Leaders around the world have also expressed optimism about future relations with President Obama and the United States. European Union officials hailed Obama’s victory “as an opportunity to renew a tenuous trans-Atlantic relationship and join forces in ‘a new deal for a new world’” while Asian leaders “vowed to work with the new Democratic White House after eight years of Republican rule under George W. Bush.” Many of the world’s Presidents and Prime Ministers offered praise for Obama and the future:
UK Prime Minister Gordon Brown: “I know that the values we share in common and the policies we work on together will enable us, these two countries, to come through these difficult economic times and build a safer and more secure society for the future.”

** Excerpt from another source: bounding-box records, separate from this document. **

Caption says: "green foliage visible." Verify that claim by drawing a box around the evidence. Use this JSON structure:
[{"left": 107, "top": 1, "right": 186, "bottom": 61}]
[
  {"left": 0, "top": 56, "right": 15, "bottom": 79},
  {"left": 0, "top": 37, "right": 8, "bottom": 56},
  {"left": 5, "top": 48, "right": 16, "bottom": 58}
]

Spanish PM José Luis Rodríguez Zapatero: Obama’s victory opens “a new era of hope” for America. “This is a triumph which brings hope and confidence for a world which is experiencing moments of difficulty and uncertainty.”
Australian PM Kevin Rudd: “Today what America has done is turn [Martin Luther King's] dream into a reality.”
French President Nicolas Sarkozy: “At a time when all of us must face huge challenges together, [Obama's] election raises great hope in France, in Europe and elsewhere in the world.”
German Chancellor Angela Merkel: Obama’s election is “historic.” The German government “is fully aware of the importance and of the worth of our transatlantic partnership.”
Former South African President Nelson Mandela: “Your victory has demonstrated that no person anywhere in the world should not dare to dream of wanting to change the world for a better place.”
President Dmitry Medvedev said Wednesday that Russia will deploy missiles in territory near NATO member Poland in response to U.S. missile defense plans. He did not say whether the short-range Iskander missiles would be fitted with nuclear warheads. [...]
He said he hoped Barack Obama would act to improve relations with Russia but he did not offer congratulations to the president-elect.
Indeed, former French Prime Minister Dominique de Villepin noted that Obama’s biggest challenge would be managing a punishing agenda of various crises in the U.S. and around the world. “He will need to fight on every front,” he said.
During the Prime Minister’s question time in Britain today, David Cameron, leader of the conservative party, crossed ideological lines and said Obama’s victory proves the U.S. is again “a beacon of hope” and “change”:
CAMERON: Can I also join the Prime Minister in congratulating Barack Obama on his stunning victory in American elections. … This is a really important moment, to gone from the horror of segregation to the election of a black president in just four decades is an incredible transformation. And it shows that the United States is a beacon of hope and opportunity and change.